Parallel zur Reeperbahn befindet sich im Süden die Herbertstraße, eine Bordellstraße, die nur zu Fuß und durch zwei Sichtblenden hindurch betreten werden kann.

Auf der Reeperbahn gibt es viele Nachtclubs, Bars und Diskotheken, die fensterlose Kneipe „Zur Ritze“ mit eigenem Boxkeller, sowie unterschiedlichste Lokale in den Seitenstraßen, wie der Großen Freiheit oder am Hans-Albers-Platz.

Parallel zur Reeperbahn gibt es neben der bekanntesten deutschen Polizeiwache, der Davidwache, das St.-Pauli-Theater, das Schmidt Theater und Schmidts Tivoli und das Operettenhaus und das Wachsfigurenkabinett Panoptikum. Bekannte Etablissements im Erotikbereich sind das Dollhouse, das Safari Bierdorf und das A la Charm. Den Club de Sade als ältesten SM-Klub Europas gibt es seit den 1960er Jahren.

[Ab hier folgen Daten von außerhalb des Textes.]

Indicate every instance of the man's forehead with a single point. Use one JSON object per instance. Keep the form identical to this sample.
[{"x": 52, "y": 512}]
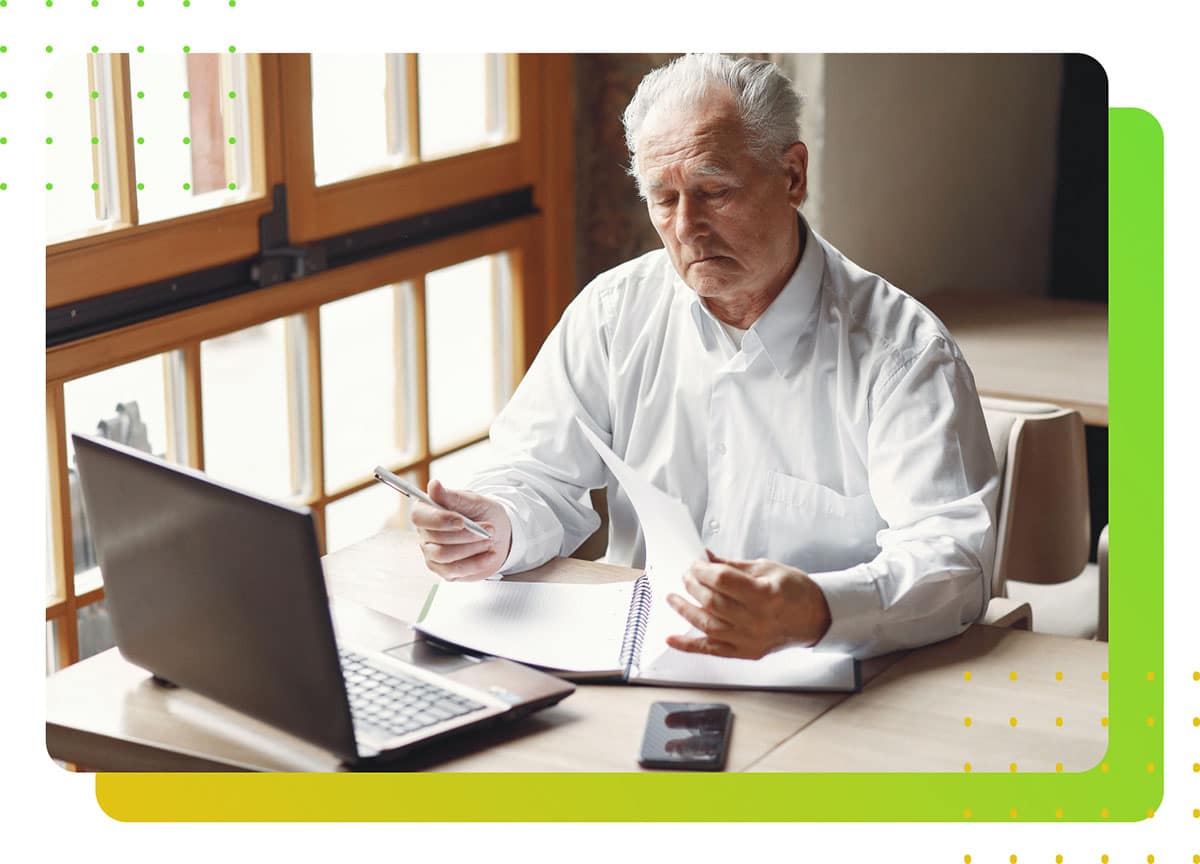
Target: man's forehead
[{"x": 707, "y": 138}]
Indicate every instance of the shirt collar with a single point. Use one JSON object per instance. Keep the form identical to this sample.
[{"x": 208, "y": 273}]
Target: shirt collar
[{"x": 780, "y": 327}]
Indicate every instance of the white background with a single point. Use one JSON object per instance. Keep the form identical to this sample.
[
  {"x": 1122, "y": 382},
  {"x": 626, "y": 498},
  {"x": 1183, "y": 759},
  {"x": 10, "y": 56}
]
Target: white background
[{"x": 1149, "y": 52}]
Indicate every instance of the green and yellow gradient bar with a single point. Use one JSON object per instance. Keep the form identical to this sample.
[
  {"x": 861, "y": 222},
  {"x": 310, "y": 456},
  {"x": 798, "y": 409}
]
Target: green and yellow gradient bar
[{"x": 1127, "y": 791}]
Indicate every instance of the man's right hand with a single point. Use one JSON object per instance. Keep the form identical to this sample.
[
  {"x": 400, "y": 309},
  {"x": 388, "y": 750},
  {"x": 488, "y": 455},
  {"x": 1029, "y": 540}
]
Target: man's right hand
[{"x": 450, "y": 550}]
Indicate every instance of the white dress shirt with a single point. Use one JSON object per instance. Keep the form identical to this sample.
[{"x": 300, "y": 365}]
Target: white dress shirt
[{"x": 844, "y": 438}]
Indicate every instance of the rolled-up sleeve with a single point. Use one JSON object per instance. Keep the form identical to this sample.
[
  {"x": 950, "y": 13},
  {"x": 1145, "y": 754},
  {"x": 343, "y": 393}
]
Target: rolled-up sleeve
[
  {"x": 543, "y": 465},
  {"x": 933, "y": 478}
]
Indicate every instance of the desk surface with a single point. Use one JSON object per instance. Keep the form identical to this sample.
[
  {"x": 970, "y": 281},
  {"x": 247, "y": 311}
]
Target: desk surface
[
  {"x": 106, "y": 714},
  {"x": 1033, "y": 348}
]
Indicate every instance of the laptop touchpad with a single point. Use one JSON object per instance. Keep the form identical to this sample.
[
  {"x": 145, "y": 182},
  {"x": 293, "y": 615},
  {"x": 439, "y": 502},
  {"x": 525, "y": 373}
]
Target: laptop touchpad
[{"x": 430, "y": 657}]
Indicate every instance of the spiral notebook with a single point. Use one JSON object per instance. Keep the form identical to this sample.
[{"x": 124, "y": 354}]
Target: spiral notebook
[
  {"x": 609, "y": 631},
  {"x": 619, "y": 629}
]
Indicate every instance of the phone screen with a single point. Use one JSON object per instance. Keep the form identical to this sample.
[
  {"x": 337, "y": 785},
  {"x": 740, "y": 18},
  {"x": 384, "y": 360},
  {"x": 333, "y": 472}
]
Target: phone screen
[{"x": 687, "y": 736}]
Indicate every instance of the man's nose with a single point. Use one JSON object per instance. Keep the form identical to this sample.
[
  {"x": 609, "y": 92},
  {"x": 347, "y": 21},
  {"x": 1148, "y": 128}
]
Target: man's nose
[{"x": 691, "y": 222}]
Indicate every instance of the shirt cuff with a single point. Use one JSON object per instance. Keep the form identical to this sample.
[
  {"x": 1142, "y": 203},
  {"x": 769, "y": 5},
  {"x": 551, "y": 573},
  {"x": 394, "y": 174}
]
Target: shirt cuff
[
  {"x": 517, "y": 544},
  {"x": 855, "y": 610}
]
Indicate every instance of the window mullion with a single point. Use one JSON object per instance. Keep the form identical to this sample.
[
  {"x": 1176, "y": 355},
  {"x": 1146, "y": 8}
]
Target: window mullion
[
  {"x": 420, "y": 381},
  {"x": 60, "y": 521},
  {"x": 123, "y": 111}
]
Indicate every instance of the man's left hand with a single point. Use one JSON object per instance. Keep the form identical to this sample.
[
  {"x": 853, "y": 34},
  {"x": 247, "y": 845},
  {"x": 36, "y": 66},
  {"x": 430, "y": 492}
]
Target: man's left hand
[{"x": 749, "y": 609}]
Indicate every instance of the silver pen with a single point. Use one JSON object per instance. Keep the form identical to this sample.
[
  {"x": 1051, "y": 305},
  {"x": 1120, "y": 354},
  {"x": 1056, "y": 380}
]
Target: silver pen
[{"x": 388, "y": 479}]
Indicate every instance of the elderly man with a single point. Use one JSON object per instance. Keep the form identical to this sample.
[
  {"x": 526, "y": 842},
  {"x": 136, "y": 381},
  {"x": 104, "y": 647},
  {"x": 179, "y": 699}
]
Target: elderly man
[{"x": 820, "y": 425}]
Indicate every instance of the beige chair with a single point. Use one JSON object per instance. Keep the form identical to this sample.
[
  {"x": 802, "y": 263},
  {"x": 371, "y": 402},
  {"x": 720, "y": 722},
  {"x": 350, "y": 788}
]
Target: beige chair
[{"x": 1044, "y": 527}]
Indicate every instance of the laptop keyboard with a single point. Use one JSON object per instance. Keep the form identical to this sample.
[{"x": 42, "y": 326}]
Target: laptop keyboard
[{"x": 396, "y": 703}]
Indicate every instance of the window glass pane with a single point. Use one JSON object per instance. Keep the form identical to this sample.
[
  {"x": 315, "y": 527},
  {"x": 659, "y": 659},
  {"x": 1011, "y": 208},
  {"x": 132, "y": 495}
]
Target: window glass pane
[
  {"x": 462, "y": 102},
  {"x": 191, "y": 154},
  {"x": 126, "y": 405},
  {"x": 365, "y": 394},
  {"x": 52, "y": 588},
  {"x": 72, "y": 161},
  {"x": 365, "y": 514},
  {"x": 349, "y": 115},
  {"x": 244, "y": 388},
  {"x": 460, "y": 309},
  {"x": 456, "y": 469},
  {"x": 95, "y": 629},
  {"x": 52, "y": 647}
]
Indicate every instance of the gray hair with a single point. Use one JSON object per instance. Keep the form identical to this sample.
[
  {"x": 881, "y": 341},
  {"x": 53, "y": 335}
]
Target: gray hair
[{"x": 767, "y": 103}]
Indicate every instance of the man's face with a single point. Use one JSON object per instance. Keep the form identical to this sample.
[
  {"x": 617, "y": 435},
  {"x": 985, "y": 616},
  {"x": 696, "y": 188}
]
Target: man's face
[{"x": 726, "y": 221}]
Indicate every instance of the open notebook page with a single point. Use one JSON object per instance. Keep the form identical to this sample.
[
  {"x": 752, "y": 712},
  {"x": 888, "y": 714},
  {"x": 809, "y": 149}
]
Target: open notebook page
[{"x": 571, "y": 628}]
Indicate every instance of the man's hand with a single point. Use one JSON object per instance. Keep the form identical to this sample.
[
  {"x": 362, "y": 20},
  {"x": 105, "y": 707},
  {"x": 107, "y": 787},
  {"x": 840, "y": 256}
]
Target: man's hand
[
  {"x": 449, "y": 549},
  {"x": 749, "y": 609}
]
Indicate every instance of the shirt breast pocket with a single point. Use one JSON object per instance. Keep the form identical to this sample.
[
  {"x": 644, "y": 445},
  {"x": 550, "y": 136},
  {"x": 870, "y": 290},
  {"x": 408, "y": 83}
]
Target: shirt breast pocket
[{"x": 816, "y": 528}]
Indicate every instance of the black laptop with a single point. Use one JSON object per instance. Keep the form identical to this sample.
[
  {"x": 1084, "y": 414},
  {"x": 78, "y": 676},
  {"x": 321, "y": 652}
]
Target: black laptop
[{"x": 222, "y": 592}]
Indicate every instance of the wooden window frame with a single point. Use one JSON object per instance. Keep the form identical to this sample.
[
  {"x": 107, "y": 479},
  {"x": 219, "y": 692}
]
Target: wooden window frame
[
  {"x": 418, "y": 186},
  {"x": 126, "y": 256},
  {"x": 540, "y": 247}
]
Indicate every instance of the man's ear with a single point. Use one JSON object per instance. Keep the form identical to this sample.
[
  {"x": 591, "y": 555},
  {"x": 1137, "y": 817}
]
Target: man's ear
[{"x": 796, "y": 169}]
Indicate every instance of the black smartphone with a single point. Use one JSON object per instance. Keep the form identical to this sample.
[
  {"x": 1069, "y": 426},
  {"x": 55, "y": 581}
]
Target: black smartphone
[{"x": 687, "y": 736}]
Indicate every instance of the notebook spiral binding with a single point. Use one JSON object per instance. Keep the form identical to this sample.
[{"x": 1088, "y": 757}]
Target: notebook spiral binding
[{"x": 635, "y": 625}]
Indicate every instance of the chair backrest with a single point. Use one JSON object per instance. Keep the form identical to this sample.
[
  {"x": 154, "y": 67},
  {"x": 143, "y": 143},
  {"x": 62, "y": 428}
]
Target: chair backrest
[{"x": 1044, "y": 525}]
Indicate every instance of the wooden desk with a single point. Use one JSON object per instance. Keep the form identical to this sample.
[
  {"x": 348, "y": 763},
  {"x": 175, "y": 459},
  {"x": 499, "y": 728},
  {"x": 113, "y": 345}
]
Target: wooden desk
[
  {"x": 106, "y": 714},
  {"x": 1033, "y": 348}
]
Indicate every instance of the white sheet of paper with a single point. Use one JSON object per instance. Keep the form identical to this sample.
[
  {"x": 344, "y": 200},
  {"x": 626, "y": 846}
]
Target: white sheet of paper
[{"x": 672, "y": 543}]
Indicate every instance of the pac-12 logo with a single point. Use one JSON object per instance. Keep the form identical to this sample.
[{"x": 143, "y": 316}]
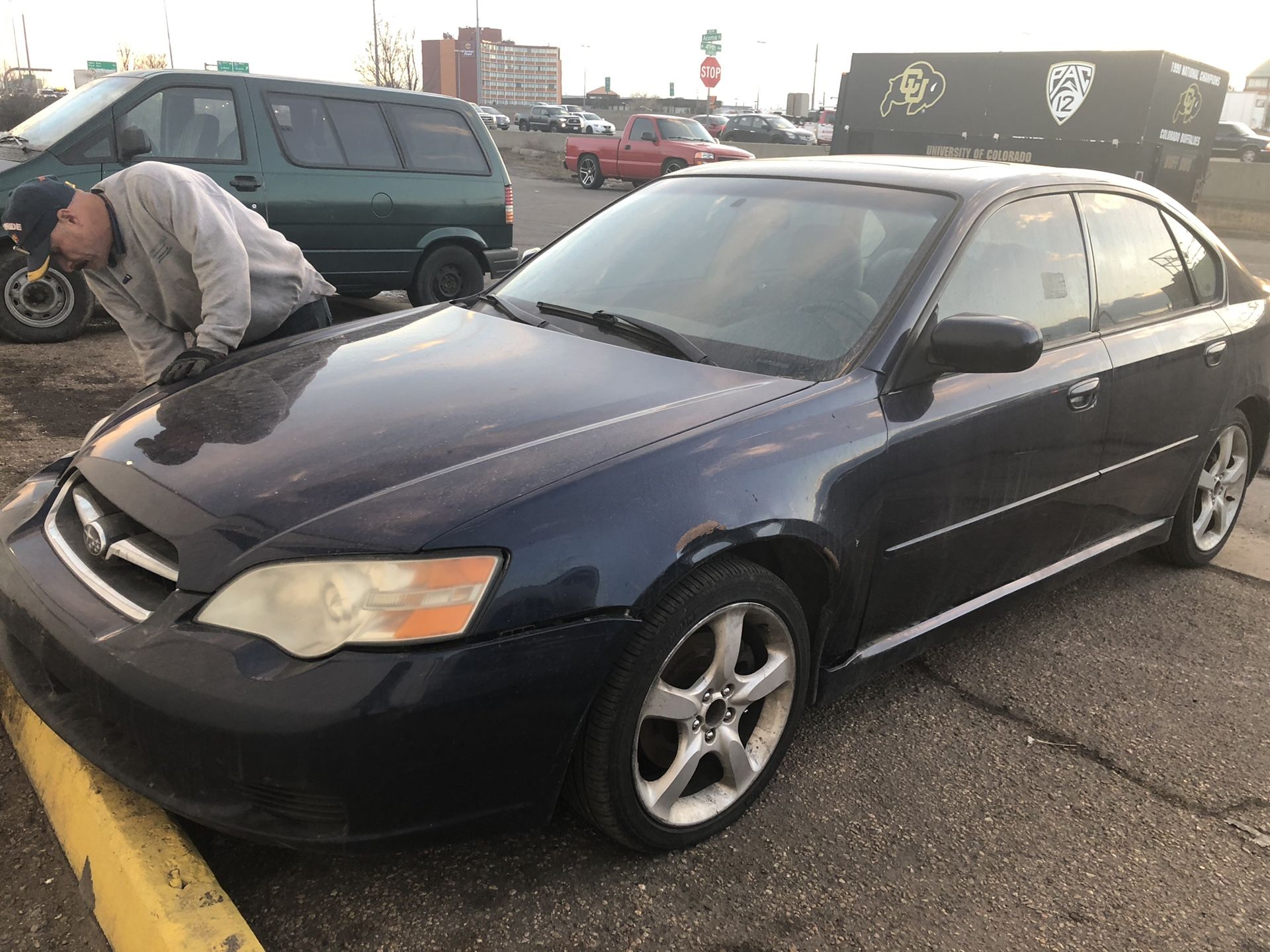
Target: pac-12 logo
[
  {"x": 1188, "y": 104},
  {"x": 917, "y": 88},
  {"x": 1067, "y": 87}
]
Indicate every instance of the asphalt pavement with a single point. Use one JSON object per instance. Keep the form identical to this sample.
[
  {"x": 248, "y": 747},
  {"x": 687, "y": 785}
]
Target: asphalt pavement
[{"x": 1066, "y": 776}]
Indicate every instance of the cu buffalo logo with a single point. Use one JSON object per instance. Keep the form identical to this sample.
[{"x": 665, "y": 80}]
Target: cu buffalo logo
[
  {"x": 1188, "y": 104},
  {"x": 917, "y": 89}
]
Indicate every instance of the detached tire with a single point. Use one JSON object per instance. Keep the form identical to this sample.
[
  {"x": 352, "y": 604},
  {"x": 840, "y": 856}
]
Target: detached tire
[
  {"x": 444, "y": 274},
  {"x": 695, "y": 716},
  {"x": 1213, "y": 498},
  {"x": 588, "y": 173},
  {"x": 46, "y": 311}
]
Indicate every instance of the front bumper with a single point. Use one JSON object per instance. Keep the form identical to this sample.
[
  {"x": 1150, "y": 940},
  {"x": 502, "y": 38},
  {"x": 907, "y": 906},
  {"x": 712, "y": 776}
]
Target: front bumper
[{"x": 230, "y": 731}]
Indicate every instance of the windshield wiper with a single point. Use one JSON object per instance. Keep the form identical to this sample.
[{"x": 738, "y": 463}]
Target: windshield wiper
[{"x": 635, "y": 328}]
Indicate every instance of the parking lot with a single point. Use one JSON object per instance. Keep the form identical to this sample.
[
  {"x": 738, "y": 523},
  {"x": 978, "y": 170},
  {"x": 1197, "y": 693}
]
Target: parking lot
[{"x": 1066, "y": 776}]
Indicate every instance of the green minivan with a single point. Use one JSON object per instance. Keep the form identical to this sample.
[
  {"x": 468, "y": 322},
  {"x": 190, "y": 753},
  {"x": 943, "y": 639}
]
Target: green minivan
[{"x": 381, "y": 188}]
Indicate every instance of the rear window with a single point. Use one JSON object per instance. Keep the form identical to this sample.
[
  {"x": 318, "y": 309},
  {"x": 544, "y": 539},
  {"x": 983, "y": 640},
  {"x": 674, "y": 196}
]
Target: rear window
[{"x": 437, "y": 140}]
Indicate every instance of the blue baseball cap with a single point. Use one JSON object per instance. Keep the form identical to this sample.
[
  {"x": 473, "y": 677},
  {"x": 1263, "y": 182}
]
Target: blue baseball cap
[{"x": 31, "y": 218}]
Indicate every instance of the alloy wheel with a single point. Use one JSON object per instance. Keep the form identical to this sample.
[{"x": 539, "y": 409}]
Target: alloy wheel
[
  {"x": 1222, "y": 484},
  {"x": 714, "y": 715}
]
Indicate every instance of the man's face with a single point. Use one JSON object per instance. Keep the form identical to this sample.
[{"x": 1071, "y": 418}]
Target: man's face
[{"x": 79, "y": 241}]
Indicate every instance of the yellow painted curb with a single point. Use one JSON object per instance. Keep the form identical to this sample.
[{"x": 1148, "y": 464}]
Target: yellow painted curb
[{"x": 143, "y": 879}]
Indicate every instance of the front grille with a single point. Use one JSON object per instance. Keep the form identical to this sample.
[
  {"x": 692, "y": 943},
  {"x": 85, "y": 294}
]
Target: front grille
[{"x": 125, "y": 564}]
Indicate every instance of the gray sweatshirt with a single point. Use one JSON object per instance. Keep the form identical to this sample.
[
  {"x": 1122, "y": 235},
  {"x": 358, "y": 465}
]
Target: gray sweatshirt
[{"x": 194, "y": 260}]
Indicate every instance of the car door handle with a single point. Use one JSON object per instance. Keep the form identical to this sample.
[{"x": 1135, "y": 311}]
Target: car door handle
[{"x": 1083, "y": 395}]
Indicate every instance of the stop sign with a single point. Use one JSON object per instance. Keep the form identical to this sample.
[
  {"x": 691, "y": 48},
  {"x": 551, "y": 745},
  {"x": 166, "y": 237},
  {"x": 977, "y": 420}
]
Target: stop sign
[{"x": 710, "y": 73}]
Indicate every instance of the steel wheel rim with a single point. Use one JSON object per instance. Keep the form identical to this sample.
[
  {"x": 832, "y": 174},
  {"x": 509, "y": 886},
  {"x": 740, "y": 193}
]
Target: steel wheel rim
[
  {"x": 40, "y": 303},
  {"x": 1222, "y": 484},
  {"x": 701, "y": 740}
]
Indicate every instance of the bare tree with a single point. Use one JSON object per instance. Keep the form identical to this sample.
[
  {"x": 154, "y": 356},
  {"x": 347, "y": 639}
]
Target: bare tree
[
  {"x": 399, "y": 59},
  {"x": 151, "y": 61}
]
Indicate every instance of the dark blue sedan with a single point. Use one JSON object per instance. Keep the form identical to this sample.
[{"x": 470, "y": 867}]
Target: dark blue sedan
[{"x": 742, "y": 440}]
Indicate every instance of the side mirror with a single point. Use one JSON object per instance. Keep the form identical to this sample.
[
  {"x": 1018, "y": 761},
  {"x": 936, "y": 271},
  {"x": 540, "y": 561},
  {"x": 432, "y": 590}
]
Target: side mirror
[
  {"x": 132, "y": 143},
  {"x": 977, "y": 343}
]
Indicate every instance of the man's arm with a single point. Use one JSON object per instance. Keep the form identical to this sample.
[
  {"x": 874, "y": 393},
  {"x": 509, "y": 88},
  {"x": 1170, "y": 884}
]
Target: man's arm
[
  {"x": 201, "y": 219},
  {"x": 155, "y": 344}
]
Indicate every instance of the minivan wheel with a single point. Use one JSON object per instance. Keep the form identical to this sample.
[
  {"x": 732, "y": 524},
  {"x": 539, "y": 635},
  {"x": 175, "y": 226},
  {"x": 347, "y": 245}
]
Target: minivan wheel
[
  {"x": 695, "y": 716},
  {"x": 46, "y": 311},
  {"x": 1213, "y": 498},
  {"x": 444, "y": 274},
  {"x": 588, "y": 173}
]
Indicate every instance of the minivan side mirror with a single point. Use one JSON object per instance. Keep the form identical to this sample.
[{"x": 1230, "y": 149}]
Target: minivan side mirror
[
  {"x": 978, "y": 343},
  {"x": 132, "y": 143}
]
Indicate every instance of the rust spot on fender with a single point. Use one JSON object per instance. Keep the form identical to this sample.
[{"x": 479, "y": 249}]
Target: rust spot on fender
[{"x": 698, "y": 532}]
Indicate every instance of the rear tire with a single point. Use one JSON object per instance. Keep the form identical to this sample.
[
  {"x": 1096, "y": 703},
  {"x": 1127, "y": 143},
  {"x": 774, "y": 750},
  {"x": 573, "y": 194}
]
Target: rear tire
[
  {"x": 1213, "y": 499},
  {"x": 444, "y": 274},
  {"x": 46, "y": 311},
  {"x": 709, "y": 694},
  {"x": 588, "y": 173}
]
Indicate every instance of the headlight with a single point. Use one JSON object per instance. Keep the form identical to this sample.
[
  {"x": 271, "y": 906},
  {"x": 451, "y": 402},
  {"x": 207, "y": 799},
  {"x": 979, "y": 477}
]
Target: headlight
[{"x": 313, "y": 608}]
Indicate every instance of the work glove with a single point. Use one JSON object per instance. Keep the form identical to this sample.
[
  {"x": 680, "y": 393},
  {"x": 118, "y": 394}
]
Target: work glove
[{"x": 190, "y": 364}]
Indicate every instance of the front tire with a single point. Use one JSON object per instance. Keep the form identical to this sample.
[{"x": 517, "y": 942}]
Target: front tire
[
  {"x": 698, "y": 713},
  {"x": 46, "y": 311},
  {"x": 444, "y": 274},
  {"x": 1213, "y": 499},
  {"x": 588, "y": 173}
]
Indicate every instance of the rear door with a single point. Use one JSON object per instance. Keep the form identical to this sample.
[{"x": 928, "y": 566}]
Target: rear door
[
  {"x": 988, "y": 474},
  {"x": 1169, "y": 350},
  {"x": 206, "y": 126}
]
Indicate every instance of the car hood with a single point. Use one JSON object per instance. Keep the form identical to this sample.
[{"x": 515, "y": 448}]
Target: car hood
[{"x": 381, "y": 437}]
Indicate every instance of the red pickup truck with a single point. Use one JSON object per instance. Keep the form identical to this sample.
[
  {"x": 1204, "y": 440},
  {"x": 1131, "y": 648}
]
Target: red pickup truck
[{"x": 650, "y": 146}]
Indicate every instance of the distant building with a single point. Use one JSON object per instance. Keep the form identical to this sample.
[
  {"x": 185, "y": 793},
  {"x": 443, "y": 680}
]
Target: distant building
[{"x": 512, "y": 74}]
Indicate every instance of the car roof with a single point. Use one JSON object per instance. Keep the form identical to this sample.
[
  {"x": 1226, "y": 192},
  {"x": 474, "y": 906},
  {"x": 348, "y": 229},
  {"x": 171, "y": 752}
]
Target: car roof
[{"x": 959, "y": 177}]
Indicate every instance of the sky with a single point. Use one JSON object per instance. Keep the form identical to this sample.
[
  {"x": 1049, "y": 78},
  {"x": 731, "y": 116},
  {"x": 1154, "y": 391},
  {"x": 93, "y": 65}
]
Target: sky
[{"x": 767, "y": 48}]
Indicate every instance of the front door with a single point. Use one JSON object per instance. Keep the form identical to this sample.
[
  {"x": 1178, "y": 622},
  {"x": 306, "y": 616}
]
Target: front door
[
  {"x": 206, "y": 126},
  {"x": 1170, "y": 368},
  {"x": 990, "y": 474}
]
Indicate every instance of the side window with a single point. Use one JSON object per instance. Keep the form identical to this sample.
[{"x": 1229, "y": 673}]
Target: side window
[
  {"x": 305, "y": 130},
  {"x": 1199, "y": 259},
  {"x": 190, "y": 124},
  {"x": 364, "y": 134},
  {"x": 1140, "y": 270},
  {"x": 1027, "y": 262},
  {"x": 640, "y": 127},
  {"x": 437, "y": 140}
]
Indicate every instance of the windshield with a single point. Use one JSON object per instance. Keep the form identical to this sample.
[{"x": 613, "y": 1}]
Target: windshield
[
  {"x": 689, "y": 130},
  {"x": 64, "y": 116},
  {"x": 775, "y": 277}
]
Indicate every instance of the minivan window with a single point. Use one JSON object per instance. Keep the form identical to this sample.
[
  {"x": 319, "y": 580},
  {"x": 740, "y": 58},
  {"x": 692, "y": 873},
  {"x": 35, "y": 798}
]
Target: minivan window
[
  {"x": 64, "y": 116},
  {"x": 1201, "y": 262},
  {"x": 1140, "y": 270},
  {"x": 436, "y": 140},
  {"x": 306, "y": 132},
  {"x": 1027, "y": 262},
  {"x": 189, "y": 122},
  {"x": 364, "y": 134}
]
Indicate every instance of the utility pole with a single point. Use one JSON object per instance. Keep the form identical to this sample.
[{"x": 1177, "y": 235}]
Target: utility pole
[
  {"x": 479, "y": 44},
  {"x": 172, "y": 60},
  {"x": 376, "y": 18},
  {"x": 816, "y": 66}
]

Im Operettenhaus wurden zahlreiche Musicals aufgeführt:

Cats von Andrew Lloyd Webber – auf Deutsch

Mamma Mia! Das ABBA-Musical (dt. Version)

Ich war noch niemals in New York

Sister Act

Rocky – fight from the heart

Hinterm Horizont

Berühmt wurde die Reeperbahn mit dem von Hans Albers gesungenen Lied „Auf der Reeperbahn nachts um halb eins“ im Film „Große Freiheit Nr. 7“ (UFA 1943). Auf dem Hans-Albers-Platz steht sein Denkmal.

1960ern: Beatles-Auftritte im „Star-Club“, „Kaiserkeller“, „Top Ten Club“ und im „Indra“. Der Beatles-Platz erinnert hieran. Der einzige Stern auf dem Gehsteig der Reeperbahn gehört zu Udo Lindenberg. Er hat die geile Meile“ mit „Reeperbahn“ besungen, ebenso Tom Waits mit seinem gleichnamigen Lied.

Jährliche Großveranstaltungen:

Reeperbahn-Festival, Schlagermove, Harley Days,

September 2011: Richtfest für die Tanzenden Türme.